Stimulation of in vitro and in vivo osteogenesis by Ti-Mg alloys with the sustained-release function of magnesium ions.

Colloids Surf B Biointerfaces 2021 Jan 18;197:111360. Epub 2020 Sep 18.

School of Mechanical and Aerospace Engineering, Nanyang Technological University, Singapore, 639798, Singapore.

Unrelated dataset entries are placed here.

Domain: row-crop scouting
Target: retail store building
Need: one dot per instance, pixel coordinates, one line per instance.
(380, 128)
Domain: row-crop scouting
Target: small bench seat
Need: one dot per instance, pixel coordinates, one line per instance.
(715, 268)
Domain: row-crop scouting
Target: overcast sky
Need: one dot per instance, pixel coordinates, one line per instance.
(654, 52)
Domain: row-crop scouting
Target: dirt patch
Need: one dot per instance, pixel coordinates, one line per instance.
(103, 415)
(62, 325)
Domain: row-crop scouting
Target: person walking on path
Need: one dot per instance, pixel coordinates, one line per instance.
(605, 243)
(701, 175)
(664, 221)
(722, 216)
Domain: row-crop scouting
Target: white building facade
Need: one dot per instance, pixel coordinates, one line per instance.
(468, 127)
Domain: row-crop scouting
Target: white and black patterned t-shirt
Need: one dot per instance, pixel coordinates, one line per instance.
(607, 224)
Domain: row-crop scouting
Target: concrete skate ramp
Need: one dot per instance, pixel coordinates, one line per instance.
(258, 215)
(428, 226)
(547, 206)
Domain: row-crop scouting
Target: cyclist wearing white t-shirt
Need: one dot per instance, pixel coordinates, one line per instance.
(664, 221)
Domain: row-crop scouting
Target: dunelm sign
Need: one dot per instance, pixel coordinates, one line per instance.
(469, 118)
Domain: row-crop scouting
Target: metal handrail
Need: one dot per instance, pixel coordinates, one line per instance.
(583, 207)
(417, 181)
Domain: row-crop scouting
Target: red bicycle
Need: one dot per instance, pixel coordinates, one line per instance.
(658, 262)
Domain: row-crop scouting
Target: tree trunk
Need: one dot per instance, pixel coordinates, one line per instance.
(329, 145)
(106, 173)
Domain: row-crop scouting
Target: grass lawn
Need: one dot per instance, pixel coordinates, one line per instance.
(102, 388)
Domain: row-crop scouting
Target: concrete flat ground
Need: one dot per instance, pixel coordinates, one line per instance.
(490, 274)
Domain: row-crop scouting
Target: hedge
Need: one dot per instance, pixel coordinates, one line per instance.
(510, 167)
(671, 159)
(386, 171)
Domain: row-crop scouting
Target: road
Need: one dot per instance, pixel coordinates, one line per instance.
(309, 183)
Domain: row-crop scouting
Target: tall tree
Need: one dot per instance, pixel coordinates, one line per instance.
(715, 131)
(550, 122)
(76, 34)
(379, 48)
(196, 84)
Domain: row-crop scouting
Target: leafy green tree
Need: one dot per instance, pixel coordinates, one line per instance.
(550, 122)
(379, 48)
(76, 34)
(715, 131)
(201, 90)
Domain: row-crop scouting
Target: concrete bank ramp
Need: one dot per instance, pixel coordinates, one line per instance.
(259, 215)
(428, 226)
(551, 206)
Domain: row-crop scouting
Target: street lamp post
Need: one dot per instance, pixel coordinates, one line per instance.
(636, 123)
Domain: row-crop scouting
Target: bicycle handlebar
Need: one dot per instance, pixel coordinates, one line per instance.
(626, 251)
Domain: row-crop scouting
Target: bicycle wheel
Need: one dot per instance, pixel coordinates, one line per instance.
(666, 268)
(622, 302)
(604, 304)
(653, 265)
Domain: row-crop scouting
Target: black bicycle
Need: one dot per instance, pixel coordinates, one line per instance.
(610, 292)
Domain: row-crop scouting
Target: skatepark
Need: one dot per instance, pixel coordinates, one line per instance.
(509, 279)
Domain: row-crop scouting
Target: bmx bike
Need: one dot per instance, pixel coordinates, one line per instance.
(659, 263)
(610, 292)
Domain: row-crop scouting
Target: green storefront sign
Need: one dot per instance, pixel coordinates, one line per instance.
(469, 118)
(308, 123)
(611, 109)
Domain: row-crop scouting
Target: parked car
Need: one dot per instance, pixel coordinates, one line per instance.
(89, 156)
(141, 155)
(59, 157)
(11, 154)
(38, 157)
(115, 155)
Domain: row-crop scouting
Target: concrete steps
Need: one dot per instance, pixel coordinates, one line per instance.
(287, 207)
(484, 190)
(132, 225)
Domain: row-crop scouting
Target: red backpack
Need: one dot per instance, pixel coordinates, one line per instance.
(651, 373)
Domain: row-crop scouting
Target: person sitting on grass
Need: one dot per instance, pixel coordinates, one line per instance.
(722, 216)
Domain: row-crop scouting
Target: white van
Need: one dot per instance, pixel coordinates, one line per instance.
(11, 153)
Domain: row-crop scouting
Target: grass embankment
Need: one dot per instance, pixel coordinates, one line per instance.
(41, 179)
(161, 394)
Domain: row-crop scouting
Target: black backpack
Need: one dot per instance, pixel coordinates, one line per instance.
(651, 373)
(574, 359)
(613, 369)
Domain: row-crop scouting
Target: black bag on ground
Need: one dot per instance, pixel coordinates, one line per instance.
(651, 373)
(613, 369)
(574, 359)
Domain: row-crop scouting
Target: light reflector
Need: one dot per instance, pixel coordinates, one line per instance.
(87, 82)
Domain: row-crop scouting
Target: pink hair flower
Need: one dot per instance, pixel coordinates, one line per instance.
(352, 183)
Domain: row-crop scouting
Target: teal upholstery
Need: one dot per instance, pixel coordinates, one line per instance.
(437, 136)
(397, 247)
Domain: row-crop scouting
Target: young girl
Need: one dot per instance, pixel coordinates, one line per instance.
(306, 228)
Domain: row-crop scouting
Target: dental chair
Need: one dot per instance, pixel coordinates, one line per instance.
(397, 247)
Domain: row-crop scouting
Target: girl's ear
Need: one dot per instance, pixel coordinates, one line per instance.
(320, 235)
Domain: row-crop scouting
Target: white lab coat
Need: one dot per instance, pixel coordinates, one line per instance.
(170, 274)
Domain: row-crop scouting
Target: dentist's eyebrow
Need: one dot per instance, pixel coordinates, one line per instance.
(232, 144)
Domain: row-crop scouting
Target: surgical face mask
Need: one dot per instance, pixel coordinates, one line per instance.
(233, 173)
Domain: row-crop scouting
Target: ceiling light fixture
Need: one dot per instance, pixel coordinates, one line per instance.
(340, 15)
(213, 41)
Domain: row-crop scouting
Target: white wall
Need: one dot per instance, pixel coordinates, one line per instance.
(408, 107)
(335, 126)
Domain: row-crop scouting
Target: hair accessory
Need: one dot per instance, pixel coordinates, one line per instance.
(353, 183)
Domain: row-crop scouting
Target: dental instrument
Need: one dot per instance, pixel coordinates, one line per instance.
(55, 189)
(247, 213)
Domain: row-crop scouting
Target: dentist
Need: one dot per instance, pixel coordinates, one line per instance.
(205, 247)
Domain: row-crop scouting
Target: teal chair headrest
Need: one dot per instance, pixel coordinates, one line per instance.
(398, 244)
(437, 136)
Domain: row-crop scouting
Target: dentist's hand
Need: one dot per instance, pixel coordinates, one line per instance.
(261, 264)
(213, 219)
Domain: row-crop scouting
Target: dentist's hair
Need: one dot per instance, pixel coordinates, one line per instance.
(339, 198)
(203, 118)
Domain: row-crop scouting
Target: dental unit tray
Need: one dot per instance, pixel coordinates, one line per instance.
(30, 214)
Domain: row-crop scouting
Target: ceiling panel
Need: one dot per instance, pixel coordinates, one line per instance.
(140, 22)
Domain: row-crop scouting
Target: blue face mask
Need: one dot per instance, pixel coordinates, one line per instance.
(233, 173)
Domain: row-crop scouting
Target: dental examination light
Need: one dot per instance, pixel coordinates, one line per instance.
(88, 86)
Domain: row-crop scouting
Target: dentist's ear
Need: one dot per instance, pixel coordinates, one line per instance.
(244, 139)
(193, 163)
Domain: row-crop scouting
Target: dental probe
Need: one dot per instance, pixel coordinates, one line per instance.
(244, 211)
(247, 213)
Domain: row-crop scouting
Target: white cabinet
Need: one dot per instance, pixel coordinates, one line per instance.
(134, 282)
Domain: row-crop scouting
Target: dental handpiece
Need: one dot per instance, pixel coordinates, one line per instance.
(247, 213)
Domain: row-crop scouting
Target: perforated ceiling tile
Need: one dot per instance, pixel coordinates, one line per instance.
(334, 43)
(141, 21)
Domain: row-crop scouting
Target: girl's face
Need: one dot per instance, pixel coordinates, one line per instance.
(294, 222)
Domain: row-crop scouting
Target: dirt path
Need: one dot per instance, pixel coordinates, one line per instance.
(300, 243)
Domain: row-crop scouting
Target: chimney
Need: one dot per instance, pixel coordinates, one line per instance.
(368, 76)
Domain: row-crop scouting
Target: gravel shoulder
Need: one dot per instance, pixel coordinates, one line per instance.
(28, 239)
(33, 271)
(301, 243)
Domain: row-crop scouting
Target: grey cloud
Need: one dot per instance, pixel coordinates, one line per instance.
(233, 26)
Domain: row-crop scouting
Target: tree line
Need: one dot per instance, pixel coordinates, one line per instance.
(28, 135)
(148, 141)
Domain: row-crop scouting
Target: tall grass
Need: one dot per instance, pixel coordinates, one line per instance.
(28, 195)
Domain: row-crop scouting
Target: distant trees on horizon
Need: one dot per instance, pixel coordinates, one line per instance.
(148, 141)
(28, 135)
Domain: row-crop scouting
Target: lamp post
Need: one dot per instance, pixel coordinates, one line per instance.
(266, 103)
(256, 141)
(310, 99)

Magnesium (Mg) is well-known for its bioactivity and degradability. However, due to its low evaporation temperature and limited solubility in titanium (Ti), the fabrication of Ti-Mg alloys remains a huge challenge. In this study, Ti-xMg (x = 0.312, 0.625, 1.25 and 2.5 wt.%) alloys were fabricated by the combination of mechanical alloying (MA) and spark plasma sintering (SPS). Mg mainly existed as a solid solute element in the Ti matrix, while it also existed as second-phase particles due to its precipitation and dispersion during the SPS process. At a low content of 0.625 wt.%, Mg could increase the mechanical strength of Ti by the solid solution strengthening. However, it was detrimental to material mechanical properties when the Mg content increased to 1.25 wt.%. Being immersed in phosphate buffered solution (PBS), Ti-Mg alloys exhibited a burst Mg release behavior within the first day, and then the rates of Mg release gradually decreased within the following 27 days. The results suggested that the cell viability was dependent on the content of Mg in the Ti-Mg alloys. The high Mg content (2.5 wt.%) in the Ti-Mg alloys could lead to significant cytotoxicity. However, appropriate Mg content (0.312∼0.625 wt.%) could promote cell attachment, proliferation and differentiation. The Ti-0.625Mg alloy exhibited the best in vitro biological performance among all groups. In vivo results obtained by implanting the Ti-0.625Mg alloy in the femurs of rats further revealed its enhanced regenerative potential and osteointegration compared to pure Ti implants.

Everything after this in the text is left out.